2. Relevant equations

"Question" [Broken]

3. The attempt at a solution

I think I get the gist of it for part (i) my calculated value for equlibirum separation is about 0.32nm which seems sensible... now carrying on to part two where basically they want me to use the given equation for : The term molar volume is a little vague to me..the value i get on part (i) is about 19.9 cm^3... is that right ? so do I just plug that into the equation or do I convert it into m^3 or simply meter? (this is something i cam confused about).

Thanks
-ibysaiyan

Last edited by a moderator: May 5, 2017
2. Dec 27, 2011

### ibysaiyan

Here's the question :
http://pastebin.com/HazHGdZh [Broken]

Last edited by a moderator: May 5, 2017
3. Dec 28, 2011

### ehild

How did you get 19.9 cm^3 for the molar volume?
If you plug in the molar volume in cm^3 into the equation, you get the interatomic distance in cm.

ehild

4. Dec 28, 2011

### ibysaiyan

On wiki it said : Molar volume = Molecular mass/ density...
so I simply plugged in the values : 39.95 / 1.8 to give me 22.2 cm^3..
but to get the seperation distance at equlibirum using : Vm = Na * r0^3 / √2
I converted Molar volume into m^3... i.e (22.2/100)^3 = 10.92*10^-3 (m^3)

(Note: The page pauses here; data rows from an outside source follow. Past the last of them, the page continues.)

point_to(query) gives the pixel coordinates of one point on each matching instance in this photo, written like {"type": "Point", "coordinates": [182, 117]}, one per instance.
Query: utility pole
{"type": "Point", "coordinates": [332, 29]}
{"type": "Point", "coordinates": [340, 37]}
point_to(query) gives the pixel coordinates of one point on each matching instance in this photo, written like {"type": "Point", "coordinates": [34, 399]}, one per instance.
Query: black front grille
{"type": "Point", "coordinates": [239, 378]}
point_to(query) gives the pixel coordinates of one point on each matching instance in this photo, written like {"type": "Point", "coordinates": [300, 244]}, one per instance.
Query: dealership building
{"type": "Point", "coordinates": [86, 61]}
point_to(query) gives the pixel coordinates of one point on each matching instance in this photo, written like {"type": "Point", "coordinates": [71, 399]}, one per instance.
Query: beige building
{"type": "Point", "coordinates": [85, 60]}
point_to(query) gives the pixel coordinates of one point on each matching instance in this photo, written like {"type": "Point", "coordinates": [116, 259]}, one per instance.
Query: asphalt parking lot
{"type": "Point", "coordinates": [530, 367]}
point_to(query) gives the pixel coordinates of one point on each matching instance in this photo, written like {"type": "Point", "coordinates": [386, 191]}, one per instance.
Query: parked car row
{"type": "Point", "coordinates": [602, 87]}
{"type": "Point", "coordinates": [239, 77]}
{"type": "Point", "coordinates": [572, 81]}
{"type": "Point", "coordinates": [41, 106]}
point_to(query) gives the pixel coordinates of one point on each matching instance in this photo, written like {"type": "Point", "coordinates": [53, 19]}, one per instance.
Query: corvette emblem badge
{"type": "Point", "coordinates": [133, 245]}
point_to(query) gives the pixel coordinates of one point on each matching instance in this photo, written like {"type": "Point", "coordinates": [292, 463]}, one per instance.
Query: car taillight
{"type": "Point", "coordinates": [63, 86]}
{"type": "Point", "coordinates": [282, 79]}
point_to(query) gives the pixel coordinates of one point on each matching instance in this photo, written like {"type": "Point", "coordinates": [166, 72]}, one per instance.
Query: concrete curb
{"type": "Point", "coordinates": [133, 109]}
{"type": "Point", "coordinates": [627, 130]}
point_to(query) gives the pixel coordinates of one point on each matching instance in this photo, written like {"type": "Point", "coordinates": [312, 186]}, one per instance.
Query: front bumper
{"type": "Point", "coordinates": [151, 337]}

There are basically two answers for the separation distance.. one i get is 0.32nm and other using above equation is 2.9nm

5. Dec 28, 2011

### ehild

So the molar volume is 22.2 cm^3, that is correct. The first question asks you to determine the interatomic distance assuming simple cubic structure. In that case the atoms sit on the vertexes of the unit cells. The unit cells are cubes and there are Na such cubes in the molar volume and the edge of such cub is the cubic root of its volume.
You need to use the other formula when answering the second question.

ehild

6. Dec 28, 2011

### ibysaiyan

Certainly , that is exactly what I have done . For party two using the formula given I get a value of about 8 times larger than part one, is that reasonable ?

7. Dec 28, 2011

### ehild

No, it is wrong. Show your calculation in detail.

ehild

8. Dec 28, 2011

### ibysaiyan

Sure.

$V_{m}$ = 22.2 $cm^{3}$ which I have converted into m^3 .. (22.2/100)^3 = 10.92*10^-3 m^3

Formula given is:
$V_{m}$ = Na * r0^3 / √2

9. Dec 29, 2011

### ehild

That is totally wrong.... 1 cm =0.01 m, 1 cm^3=10-6 m3, so 22.2 cm3=22.2x10-6 m.

The correct procedure for the transformation would be

22.2 cm3= 22.2( cm*m/(100 cm))3

ehild

10. Dec 31, 2011

### ibysaiyan

What was I thinking, the above conversion which I was doing doesn't make any sense.. had I took cube root of that then it would have given me a value in meters.